Car plus les mesures de reconversion des sites industriels en vue de la production de véhicules d'un type nouveau pourront être anticipées, c'est-à-dire commencées dès maintenant et moins, peut-on espérer, la casse sociale sera importante.

Il y en a pourtant déjà chez General Motors aux Etats-Unis, où on commence à prendre les premiers virages.

Il est temps, il est grand temps d'agir.

C'est pourquoi, il faut lancer un appel à tous les internautes pour que se multiplient des blogs comparables à celui-ci et pour que, partout, la moindre occasion soit saisie de réclamer des mesures à la hauteur des enjeux réels, qui créent l'urgence absolue d'une mise en chantier immédiate de changements industriels considérables.

Ils ne se feront pas par l'opération du Saint Esprit et seront longs.
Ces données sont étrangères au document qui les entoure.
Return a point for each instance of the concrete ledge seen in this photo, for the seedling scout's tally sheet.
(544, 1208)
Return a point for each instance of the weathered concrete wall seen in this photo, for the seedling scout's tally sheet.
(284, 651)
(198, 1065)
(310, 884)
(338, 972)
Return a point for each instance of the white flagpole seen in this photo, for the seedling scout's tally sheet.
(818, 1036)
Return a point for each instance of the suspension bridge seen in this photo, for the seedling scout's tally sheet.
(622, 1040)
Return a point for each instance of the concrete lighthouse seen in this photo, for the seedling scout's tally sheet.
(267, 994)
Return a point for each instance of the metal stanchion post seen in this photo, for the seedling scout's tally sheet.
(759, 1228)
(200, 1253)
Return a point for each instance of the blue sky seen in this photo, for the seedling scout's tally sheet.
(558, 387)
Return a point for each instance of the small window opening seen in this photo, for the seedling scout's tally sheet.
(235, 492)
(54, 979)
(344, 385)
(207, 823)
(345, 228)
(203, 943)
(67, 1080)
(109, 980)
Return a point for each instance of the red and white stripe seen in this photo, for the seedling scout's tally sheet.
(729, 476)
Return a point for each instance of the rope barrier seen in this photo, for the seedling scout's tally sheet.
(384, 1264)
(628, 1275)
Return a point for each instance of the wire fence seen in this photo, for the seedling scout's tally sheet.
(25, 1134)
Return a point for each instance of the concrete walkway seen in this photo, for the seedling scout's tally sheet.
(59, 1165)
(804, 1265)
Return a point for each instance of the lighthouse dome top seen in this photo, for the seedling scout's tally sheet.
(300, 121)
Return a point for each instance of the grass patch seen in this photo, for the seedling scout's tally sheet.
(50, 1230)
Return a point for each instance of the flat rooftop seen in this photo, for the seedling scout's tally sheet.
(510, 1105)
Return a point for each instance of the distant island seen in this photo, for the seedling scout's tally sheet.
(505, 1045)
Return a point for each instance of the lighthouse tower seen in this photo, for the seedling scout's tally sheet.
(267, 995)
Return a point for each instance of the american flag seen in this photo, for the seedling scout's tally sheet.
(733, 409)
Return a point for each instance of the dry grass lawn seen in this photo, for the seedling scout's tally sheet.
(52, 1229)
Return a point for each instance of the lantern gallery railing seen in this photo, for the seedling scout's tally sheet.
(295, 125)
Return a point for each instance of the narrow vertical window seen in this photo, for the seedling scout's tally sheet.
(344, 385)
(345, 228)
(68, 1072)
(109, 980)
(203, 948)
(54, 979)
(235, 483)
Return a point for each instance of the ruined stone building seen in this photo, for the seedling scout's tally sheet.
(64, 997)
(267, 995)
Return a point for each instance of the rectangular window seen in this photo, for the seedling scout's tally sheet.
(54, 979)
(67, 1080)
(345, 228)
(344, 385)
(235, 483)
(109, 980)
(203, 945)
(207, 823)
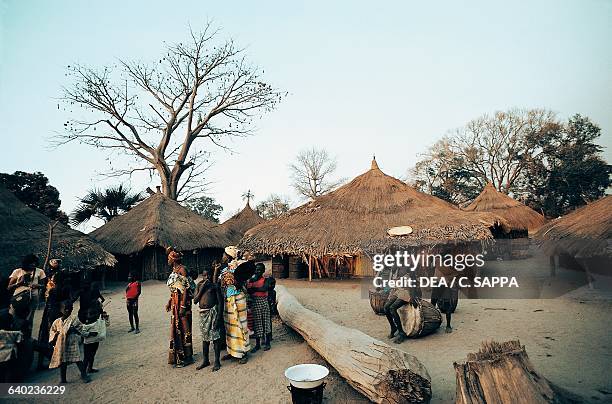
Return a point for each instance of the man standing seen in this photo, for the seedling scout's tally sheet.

Raison de plus pour entamer maintenant ceux qui peuvent l'être, comme la création d'unités de production capables de produire massivement les voitures électriques d'ores et déjà au point, du style de la Bluecar.

La hausse phénoménale des prix du pétrole peut constituer un électrochoc salutaire.

Deux alternatives très claires s'ouvrent de ce fait devant nous :

Ou bien, nous ne faisons rien de plus, ou quasiment rien, et nous entrerons rapidement dans une stagflation dont les premiers signes se font déjà sentir, puis nous pleurerons dans quelques années ou, tout au plus, dans quelques décennies, sur le réchauffement climatique irréversible. En attendant, en matière de transport automobile, la sélection par l'argent constituera le seul mécanisme pseudo régulateur. Les automobilistes aisés qui le souhaitent pourront continuer de s'acheter de gros 4x4 de 350 chevaux, ou plus, ainsi que le carburant qui va avec.

Ou bien, au lieu de continuer à nous torturer l'esprit en nous demandant s'il est légitime d'essayer de persuader les Chinois ou les Indiens qu'ils ne doivent plus chercher à copier notre modèle ancien de croissance économique, nous agissons en stimulant véritablement la recherche et la recherche appliquée dans les innombrables secteurs où existent des perspectives réelles et attrayantes de locomotion basée sur des énergies alternatives. Dans le même temps produisons dès maintenant et en grande quantité ce que nous avons déjà mis au point, en faisant jouer une concurrence réelle, affranchie des lobbies de tous bords.

Si nous ne le faisons pas, peut-être pouvons nous d'ailleurs espérer que les Asiatiques sauront se montrer plus intelligents que nous et renonceront d’eux mêmes à vouloir équiper chacun de leurs foyers d'une voiture à pétrole, en nous damant le pion pour la mise au point, la production et la commercialisation de véhicules à énergies propres...

Ce serait évidemment un moindre mal.

N’oublions pas non plus que le pétrole n’est pas qu’une source d’énergie mais qu’il est aussi une matière première entrant dans la composition de la quasi-totalité des biens de consommation produits industriellement, qu’ils soient simples ou très élaborés.

Si, voyant en lui, bien à tort, essentiellement le carburant, nous le brûlons jusqu’à la dernière goutte dans nos chaudières et nos moteurs à explosion, comment fabriquerons nous tous ces biens industriels, aujourd'hui omniprésents autour de nous, de la banale boîte en plastique ou de la poubelle, jusqu'à des biens beaucoup plus nobles comme nos très agréables et très commodes verres de lunettes, légers et minces, en verre « organique ».  Qui y pense vraiment ?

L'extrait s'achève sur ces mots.